John Holdsworth, who was born in 1765, was the eldest surviving child of my 5 x great grandparents Joseph and Elizabeth Holdsworth, but the last to move to London. Born like his siblings in South Weald, Essex, John was my 4 x great grandfather, a distinction he shares with his brother William, since two of their grandchildren would marry and become my great great grandparents.
I suspect that John was the last of the Holdsworth siblings to leave South Weald because he was his father Joseph’s heir, and perhaps shared responsibility with him for the family farm. It is likely that Joseph’s death in 1795, when John would have been thirty years old, but still unmarried, was the signal for the remaining Holdsworths to leave the village, with Joseph’s widow Elizabeth moving back to London, her home city, where her other children Sarah, Joseph, William and Godfrey were already settled and married.
As for John, for some reason he chose not to come to London, at least not immediately, but instead moved to Oxfordshire. We know from later records that John worked as a carpenter, so perhaps he was tempted by the prospect of work in that county. The first definite record we have for John is of his marriage on 22nd September 1797 to Mary Webb, which took place in the Cotswold town of Chipping Norton. (Although the parish register clearly states that John’s bride was named Mary, some later records insist that her name was Eliza Anne.). Later records tell us that their daughter Eliza (not to be confused with her cousin of the same name, the daughter of John’s brother William) was born there in 1798, and her brother, variously given the name John and William in family records, two years later. The latter child seems to have died in infancy, since his name does not appear in any later records.

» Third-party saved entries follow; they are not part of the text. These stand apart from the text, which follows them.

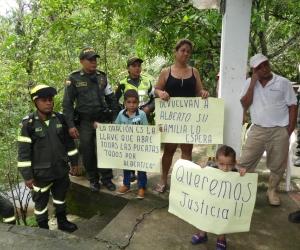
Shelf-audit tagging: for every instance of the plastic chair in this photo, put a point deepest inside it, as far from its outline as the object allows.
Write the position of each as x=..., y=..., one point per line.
x=289, y=162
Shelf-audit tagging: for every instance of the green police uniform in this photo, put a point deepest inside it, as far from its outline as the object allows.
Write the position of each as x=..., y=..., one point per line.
x=94, y=97
x=43, y=156
x=7, y=211
x=142, y=85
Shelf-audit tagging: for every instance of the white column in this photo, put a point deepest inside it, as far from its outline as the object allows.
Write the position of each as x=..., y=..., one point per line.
x=233, y=67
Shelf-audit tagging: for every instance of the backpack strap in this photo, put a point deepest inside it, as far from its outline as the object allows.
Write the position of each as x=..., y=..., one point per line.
x=61, y=118
x=30, y=125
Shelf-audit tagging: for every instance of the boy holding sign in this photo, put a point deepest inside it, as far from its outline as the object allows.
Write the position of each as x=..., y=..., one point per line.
x=225, y=161
x=134, y=116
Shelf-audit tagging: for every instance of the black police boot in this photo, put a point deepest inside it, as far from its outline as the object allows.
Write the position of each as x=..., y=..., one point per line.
x=43, y=224
x=11, y=222
x=297, y=162
x=95, y=186
x=63, y=223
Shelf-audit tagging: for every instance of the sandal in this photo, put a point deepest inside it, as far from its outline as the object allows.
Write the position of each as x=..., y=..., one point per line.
x=221, y=244
x=160, y=188
x=198, y=239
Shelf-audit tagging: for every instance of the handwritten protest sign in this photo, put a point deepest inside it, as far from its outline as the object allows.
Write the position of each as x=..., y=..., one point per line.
x=191, y=120
x=212, y=200
x=128, y=147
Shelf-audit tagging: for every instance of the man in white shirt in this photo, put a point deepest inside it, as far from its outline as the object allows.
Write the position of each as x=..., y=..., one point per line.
x=273, y=109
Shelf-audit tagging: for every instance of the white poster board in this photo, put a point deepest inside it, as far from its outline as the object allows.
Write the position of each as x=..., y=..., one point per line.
x=212, y=200
x=131, y=147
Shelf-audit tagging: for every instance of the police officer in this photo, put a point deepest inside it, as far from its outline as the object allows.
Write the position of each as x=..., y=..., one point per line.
x=95, y=99
x=44, y=148
x=7, y=211
x=134, y=80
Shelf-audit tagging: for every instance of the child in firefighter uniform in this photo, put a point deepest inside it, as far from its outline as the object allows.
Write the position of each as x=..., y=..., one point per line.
x=44, y=149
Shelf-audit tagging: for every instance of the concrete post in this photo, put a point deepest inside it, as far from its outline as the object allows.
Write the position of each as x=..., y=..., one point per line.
x=233, y=67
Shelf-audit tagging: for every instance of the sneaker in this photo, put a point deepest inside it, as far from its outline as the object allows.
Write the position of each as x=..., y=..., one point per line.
x=123, y=190
x=141, y=194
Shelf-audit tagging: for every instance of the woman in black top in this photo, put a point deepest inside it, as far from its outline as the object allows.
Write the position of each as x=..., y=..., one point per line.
x=179, y=80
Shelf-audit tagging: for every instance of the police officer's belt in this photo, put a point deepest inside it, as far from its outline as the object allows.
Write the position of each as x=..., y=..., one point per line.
x=94, y=117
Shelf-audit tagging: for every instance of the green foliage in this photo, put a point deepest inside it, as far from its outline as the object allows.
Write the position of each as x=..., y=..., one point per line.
x=40, y=42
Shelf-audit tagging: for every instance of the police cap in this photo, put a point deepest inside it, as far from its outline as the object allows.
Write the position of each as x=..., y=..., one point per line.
x=133, y=59
x=87, y=53
x=41, y=91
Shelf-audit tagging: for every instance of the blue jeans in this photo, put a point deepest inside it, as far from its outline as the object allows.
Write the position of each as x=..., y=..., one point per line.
x=142, y=178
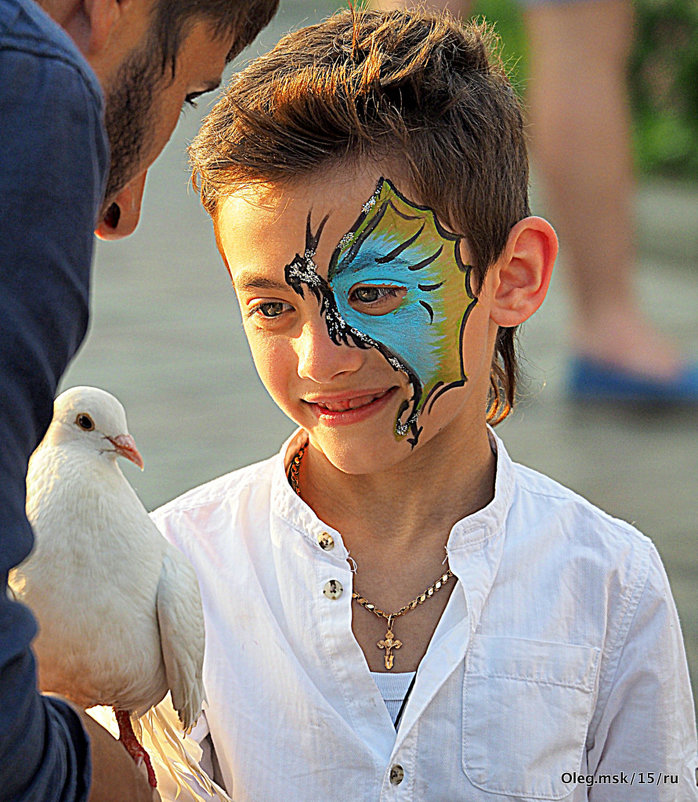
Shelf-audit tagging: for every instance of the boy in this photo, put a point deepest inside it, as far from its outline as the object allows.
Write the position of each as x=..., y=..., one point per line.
x=367, y=180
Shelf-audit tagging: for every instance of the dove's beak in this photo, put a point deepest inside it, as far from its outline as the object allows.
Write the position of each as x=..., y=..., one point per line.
x=125, y=446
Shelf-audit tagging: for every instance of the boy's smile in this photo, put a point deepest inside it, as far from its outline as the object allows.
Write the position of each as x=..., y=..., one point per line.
x=354, y=301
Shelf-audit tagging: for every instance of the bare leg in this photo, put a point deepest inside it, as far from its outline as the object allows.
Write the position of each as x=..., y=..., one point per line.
x=580, y=130
x=128, y=738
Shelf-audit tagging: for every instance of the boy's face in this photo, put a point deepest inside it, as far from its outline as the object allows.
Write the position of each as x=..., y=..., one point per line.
x=358, y=307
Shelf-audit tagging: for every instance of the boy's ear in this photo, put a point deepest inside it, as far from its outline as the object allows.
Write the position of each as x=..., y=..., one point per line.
x=522, y=273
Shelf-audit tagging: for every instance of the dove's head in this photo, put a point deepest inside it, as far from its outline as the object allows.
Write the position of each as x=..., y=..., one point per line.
x=93, y=419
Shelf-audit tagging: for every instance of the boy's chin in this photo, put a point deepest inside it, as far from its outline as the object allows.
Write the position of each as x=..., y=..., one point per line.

By the time their next child was born, John and Mary Holdsworth had moved from Chipping Norton to Oxford. We know from later census records that their daughter Keziah, one of my 3 x great grandmothers, was born in St Clement’s, Oxford, a district to the east of the city, its main street linking the centre with Headington Hill. ‘Keziah’, like other Old Testament names, was popular among Dissenters, and suggests (together with evidence from the next generation of the family) that John Holdsworth may have shared his brother William’s Nonconformist faith.
The Holdsworths must have remained in Oxford until at least 1809, when their youngest son, Joseph, was born there. This was also the year in which John’s mother Elizabeth Holdsworth died in Stepney, an event that may have prompted the family’s move to London. However, family records suggest that John and Mary also had another daughter, Ann, who would either remain in or return to Oxfordshire, where she would eventually marry.
We know that John Holdsworth and his family were definitely in Stepney by 1812, when he began to pay land tax on a property in William Street, in the parish of St George-in-the-East, where his brother Joseph had been living three years earlier. John also paid tax in the same street every year between 1813 and 1817, and again in 1822. In each of these years he was described in the records as the proprietor as well as the occupier of the property, suggesting a certain degree of wealth. However between 1824 and 1826 John was said to be the proprietor while other names are given as the occupiers, indicating that the Holdsworth family had moved elsewhere while continuing to rent out their William Street house.
‘A Carpenter’ by Thomas Rogers (1830) via bridgemanart.com
It’s possible that, as well as working as a carpenter, John was also a house builder – his son Joseph would certainly combine both trades – and that he actually built the family’s home in William Street, which (as I noted in earlier posts) was on the very edge of new building development at the time, overlooking the open fields that lay between Cable Street and Mile End Road.
It would appear that John’s wife Mary predeceased him. It’s possible that he is the 75-year-old carpenter by the name of John Holdsworth, living in Wellington Street, Mile End Old Town, at the time of the 1841 census, a few houses away from his daughter Keziah, who by this time was married with children of her own. But that record is puzzling, since it suggests that this John was born ‘in county’, i.e. in Middlesex, and not in Essex.
I’ll tell the stories of John’s surviving children, as well as the children of the other Holdsworth siblings, in future posts.